E então o fruto tardio de um filme torna-se criação de seus próprios protagonistas. Juntam-se ao diretor Richard Linklater na concepção desta modesta produção o casal que, nove anos antes, deixara uma pequena mas fiel legião de fãs atônita e aflita pelo futuro de uma história de amor que durara apenas um dia. Ethan Hawke e Julie Delpy assinam os créditos pelo roteiro ao lado do diretor, sendo que Delpy vai até além e responde por nada menos que três canções compostas para a trilha sonora do filme. Que é ainda melhor que o anterior.
Na continuação da história do americano Jesse (Hawke) e da francesa Celine (Delpy), quase uma década se passou sem que a promessa que fizeram ao final de Antes do Amanhecer se concretizasse. As razões para isso serão devidamente colocadas na tela após o reencontro não tão casual dos dois em Paris, pouco antes de Jesse embarcar novamente para os EUA. Graças ao sucesso de seu livro, baseado naquele fatídico dia romântico vivido há nove anos em Viena, Jesse é procurado por Celine ao final de uma sessão de divulgação de sua obra. Surpresos pelo reencontro e separados por vários anos de convivência distante, os dois têm ainda menos tempo para passarem juntos antes de mais uma despedida.
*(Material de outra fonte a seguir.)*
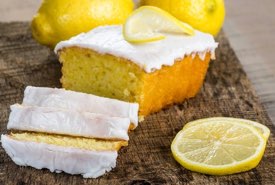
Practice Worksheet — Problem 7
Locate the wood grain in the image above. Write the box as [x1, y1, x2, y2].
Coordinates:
[0, 22, 275, 185]
[224, 0, 275, 125]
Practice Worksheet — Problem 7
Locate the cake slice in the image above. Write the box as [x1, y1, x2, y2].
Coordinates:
[8, 104, 131, 141]
[55, 25, 218, 116]
[1, 133, 127, 178]
[23, 86, 139, 128]
[2, 85, 133, 178]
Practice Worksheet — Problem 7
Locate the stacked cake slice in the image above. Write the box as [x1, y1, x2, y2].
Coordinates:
[1, 86, 139, 178]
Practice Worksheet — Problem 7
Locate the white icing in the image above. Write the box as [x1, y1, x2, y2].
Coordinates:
[1, 135, 117, 178]
[8, 104, 130, 141]
[55, 25, 218, 73]
[23, 86, 139, 128]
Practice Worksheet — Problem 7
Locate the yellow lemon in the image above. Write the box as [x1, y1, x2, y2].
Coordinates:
[123, 6, 194, 43]
[32, 0, 134, 48]
[183, 117, 270, 141]
[141, 0, 225, 36]
[171, 118, 269, 175]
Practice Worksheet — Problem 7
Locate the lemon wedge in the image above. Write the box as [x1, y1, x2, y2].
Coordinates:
[183, 117, 270, 141]
[171, 118, 268, 175]
[123, 6, 195, 43]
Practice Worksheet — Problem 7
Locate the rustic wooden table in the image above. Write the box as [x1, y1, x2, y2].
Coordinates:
[0, 0, 274, 125]
[223, 0, 275, 125]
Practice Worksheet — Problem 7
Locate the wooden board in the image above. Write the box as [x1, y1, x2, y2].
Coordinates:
[0, 22, 274, 185]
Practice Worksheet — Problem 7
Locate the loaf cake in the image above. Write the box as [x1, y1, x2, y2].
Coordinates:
[55, 25, 218, 116]
[2, 86, 138, 178]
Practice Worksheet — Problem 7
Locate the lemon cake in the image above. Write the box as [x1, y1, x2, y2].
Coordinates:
[1, 133, 127, 178]
[55, 25, 218, 116]
[2, 86, 136, 178]
[23, 86, 139, 128]
[8, 104, 131, 141]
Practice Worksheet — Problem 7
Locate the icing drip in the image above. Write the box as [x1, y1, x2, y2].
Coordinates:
[55, 25, 218, 73]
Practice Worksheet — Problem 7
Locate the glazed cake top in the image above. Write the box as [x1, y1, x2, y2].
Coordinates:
[55, 25, 218, 73]
[23, 86, 139, 127]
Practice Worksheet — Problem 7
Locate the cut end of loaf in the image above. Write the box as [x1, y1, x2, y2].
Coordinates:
[59, 47, 211, 116]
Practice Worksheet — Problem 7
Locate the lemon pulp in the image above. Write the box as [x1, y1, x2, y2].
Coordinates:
[123, 6, 194, 43]
[171, 118, 269, 175]
[183, 117, 270, 141]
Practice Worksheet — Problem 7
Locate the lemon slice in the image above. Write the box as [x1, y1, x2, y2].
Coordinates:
[183, 117, 270, 141]
[123, 6, 195, 43]
[171, 120, 267, 175]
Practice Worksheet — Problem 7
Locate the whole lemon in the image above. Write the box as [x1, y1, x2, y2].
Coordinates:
[32, 0, 134, 48]
[140, 0, 225, 36]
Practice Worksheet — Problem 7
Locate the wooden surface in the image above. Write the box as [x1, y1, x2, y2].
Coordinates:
[223, 0, 275, 125]
[0, 22, 275, 185]
[1, 0, 275, 125]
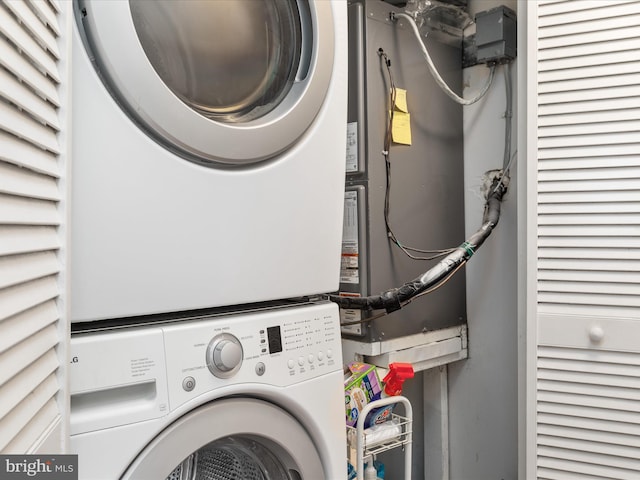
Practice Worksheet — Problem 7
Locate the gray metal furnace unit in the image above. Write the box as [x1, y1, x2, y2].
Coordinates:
[341, 0, 466, 342]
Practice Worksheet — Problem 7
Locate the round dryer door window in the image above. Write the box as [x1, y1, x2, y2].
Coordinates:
[75, 0, 336, 166]
[122, 399, 325, 479]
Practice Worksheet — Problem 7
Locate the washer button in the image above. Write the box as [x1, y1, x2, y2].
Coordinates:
[308, 354, 314, 363]
[255, 362, 266, 376]
[298, 356, 305, 366]
[288, 359, 295, 369]
[182, 376, 196, 392]
[327, 349, 333, 359]
[317, 351, 324, 361]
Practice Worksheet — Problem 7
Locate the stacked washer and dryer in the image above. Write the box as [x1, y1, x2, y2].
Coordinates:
[68, 1, 348, 478]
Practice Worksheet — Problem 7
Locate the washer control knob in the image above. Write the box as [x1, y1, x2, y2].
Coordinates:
[206, 333, 243, 378]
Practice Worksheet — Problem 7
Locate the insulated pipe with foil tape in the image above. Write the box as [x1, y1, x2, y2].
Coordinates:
[328, 176, 508, 314]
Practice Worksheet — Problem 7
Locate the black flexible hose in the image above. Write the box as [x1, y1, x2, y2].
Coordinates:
[328, 177, 508, 313]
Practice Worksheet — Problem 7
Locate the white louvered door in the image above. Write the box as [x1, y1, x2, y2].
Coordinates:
[0, 0, 70, 453]
[526, 0, 640, 478]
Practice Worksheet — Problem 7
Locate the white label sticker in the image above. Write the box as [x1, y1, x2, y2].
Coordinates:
[341, 191, 359, 284]
[339, 302, 362, 336]
[346, 122, 358, 173]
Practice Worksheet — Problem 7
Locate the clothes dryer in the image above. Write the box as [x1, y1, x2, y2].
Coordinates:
[70, 0, 347, 322]
[69, 302, 346, 479]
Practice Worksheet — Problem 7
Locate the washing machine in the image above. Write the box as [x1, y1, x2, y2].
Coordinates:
[69, 301, 346, 479]
[70, 0, 348, 322]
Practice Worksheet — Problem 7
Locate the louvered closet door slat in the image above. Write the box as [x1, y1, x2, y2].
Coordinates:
[538, 452, 640, 480]
[539, 1, 640, 26]
[47, 0, 60, 13]
[0, 375, 59, 451]
[539, 225, 639, 238]
[538, 143, 640, 160]
[538, 165, 640, 182]
[540, 435, 640, 462]
[539, 369, 640, 390]
[0, 276, 58, 331]
[0, 101, 59, 153]
[0, 226, 60, 257]
[539, 120, 640, 137]
[539, 292, 640, 309]
[0, 193, 59, 225]
[540, 49, 640, 72]
[538, 467, 634, 480]
[539, 61, 640, 82]
[539, 247, 640, 260]
[0, 162, 60, 200]
[539, 270, 638, 285]
[0, 131, 59, 176]
[3, 399, 58, 454]
[538, 212, 640, 225]
[28, 0, 60, 36]
[540, 84, 640, 105]
[538, 0, 637, 16]
[539, 379, 640, 401]
[0, 323, 58, 385]
[539, 72, 640, 94]
[538, 281, 640, 297]
[4, 0, 60, 58]
[539, 96, 640, 117]
[539, 190, 640, 205]
[539, 401, 640, 426]
[0, 252, 59, 290]
[539, 156, 640, 170]
[538, 176, 640, 192]
[0, 67, 60, 130]
[538, 24, 640, 50]
[0, 5, 59, 82]
[0, 301, 58, 356]
[539, 424, 640, 449]
[0, 349, 58, 422]
[538, 413, 640, 438]
[540, 11, 640, 39]
[0, 37, 59, 106]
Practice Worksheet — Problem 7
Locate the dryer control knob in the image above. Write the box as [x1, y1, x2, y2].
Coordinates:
[206, 333, 243, 378]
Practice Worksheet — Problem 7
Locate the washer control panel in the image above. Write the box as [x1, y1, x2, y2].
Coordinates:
[162, 302, 342, 410]
[69, 302, 342, 433]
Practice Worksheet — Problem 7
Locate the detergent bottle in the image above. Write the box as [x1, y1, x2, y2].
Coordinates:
[363, 362, 414, 428]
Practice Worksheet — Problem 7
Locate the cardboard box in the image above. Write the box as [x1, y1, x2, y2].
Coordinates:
[344, 362, 382, 427]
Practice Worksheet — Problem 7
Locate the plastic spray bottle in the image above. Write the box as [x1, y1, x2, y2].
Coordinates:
[363, 362, 414, 428]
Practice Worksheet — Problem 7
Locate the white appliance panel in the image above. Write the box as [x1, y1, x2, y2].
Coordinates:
[70, 0, 348, 321]
[69, 302, 347, 480]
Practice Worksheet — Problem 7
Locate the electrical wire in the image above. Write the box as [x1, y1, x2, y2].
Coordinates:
[378, 48, 458, 261]
[492, 63, 516, 195]
[493, 150, 517, 194]
[339, 309, 390, 327]
[502, 62, 513, 171]
[393, 12, 495, 106]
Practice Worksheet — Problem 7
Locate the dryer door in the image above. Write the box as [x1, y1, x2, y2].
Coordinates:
[75, 0, 336, 166]
[122, 399, 324, 479]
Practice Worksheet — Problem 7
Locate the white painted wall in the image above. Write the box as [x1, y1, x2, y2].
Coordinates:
[446, 1, 519, 478]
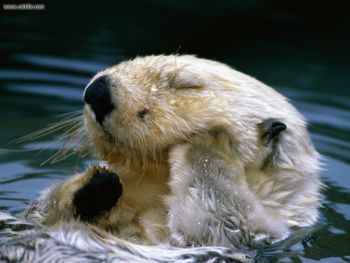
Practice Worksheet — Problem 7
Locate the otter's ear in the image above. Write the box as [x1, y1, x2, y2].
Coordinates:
[259, 119, 287, 145]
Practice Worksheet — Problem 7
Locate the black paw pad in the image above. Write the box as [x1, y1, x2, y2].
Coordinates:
[73, 171, 123, 222]
[268, 121, 287, 140]
[259, 118, 287, 144]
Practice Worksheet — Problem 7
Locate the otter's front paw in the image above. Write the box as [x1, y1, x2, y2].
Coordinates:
[72, 167, 123, 222]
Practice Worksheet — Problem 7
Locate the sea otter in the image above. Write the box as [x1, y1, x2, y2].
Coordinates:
[0, 55, 322, 262]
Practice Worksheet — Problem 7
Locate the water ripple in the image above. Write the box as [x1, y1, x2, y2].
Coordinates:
[14, 54, 110, 74]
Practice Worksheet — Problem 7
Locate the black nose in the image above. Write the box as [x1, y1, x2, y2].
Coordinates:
[84, 75, 114, 125]
[73, 171, 123, 222]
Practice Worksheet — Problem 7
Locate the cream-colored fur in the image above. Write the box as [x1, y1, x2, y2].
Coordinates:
[23, 55, 322, 250]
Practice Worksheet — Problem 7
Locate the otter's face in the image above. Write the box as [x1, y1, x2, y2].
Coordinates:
[83, 56, 229, 163]
[82, 55, 292, 169]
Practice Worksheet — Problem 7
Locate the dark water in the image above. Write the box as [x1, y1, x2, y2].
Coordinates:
[1, 1, 350, 262]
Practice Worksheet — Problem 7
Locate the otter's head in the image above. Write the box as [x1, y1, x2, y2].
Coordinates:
[83, 55, 237, 167]
[80, 55, 306, 172]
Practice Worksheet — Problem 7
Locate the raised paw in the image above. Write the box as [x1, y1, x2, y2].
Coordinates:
[72, 167, 123, 222]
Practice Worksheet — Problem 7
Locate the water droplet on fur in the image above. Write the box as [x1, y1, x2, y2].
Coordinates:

Apesar do grande hiato entre um filme e outro, e do nítido envelhecimento físico de Ethan Hawke e Julie Delpy, é gratificante perceber que a sensibilidade demonstrada no romance original permanece a mesma. O arrebatamento sentimental é mesclado com tenacidade às experiências pós-encontro de cada um dos dois, o que faz com que as responsabilidades da vida adulta (um deles se casou e teve um filho) represente um obstáculo praticamente intransponível para a consumação de um desejo há tanto tempo adiado. Fica evidente que, apesar da experiência de cada um, eles não chegaram a abandonar a cautela no que diz respeito ao desejo, dialogam com a naturalidade de amigos de longa data que há muito não se vêem e demonstram uma liberdade uma para com o outro que só uma noite como a que passaram juntos seria capaz de justificar. Em suma, os diálogos, aparte as emblemáticas e sempre românticas imagens de Paris, são praticamente o grande atrativo do filme, e refletem com maturidade e sutileza o que se espera de um reencontro tão ardorosamente antecipado. O momento em que esse reencontro ocorre, por falar nisso, quando imagens de Celine nas lembranças de Jesse se confundem com uma tomada dela olhando diretamente para ele e mesclam o passado e o presente de maneira sublime, é fenomenal.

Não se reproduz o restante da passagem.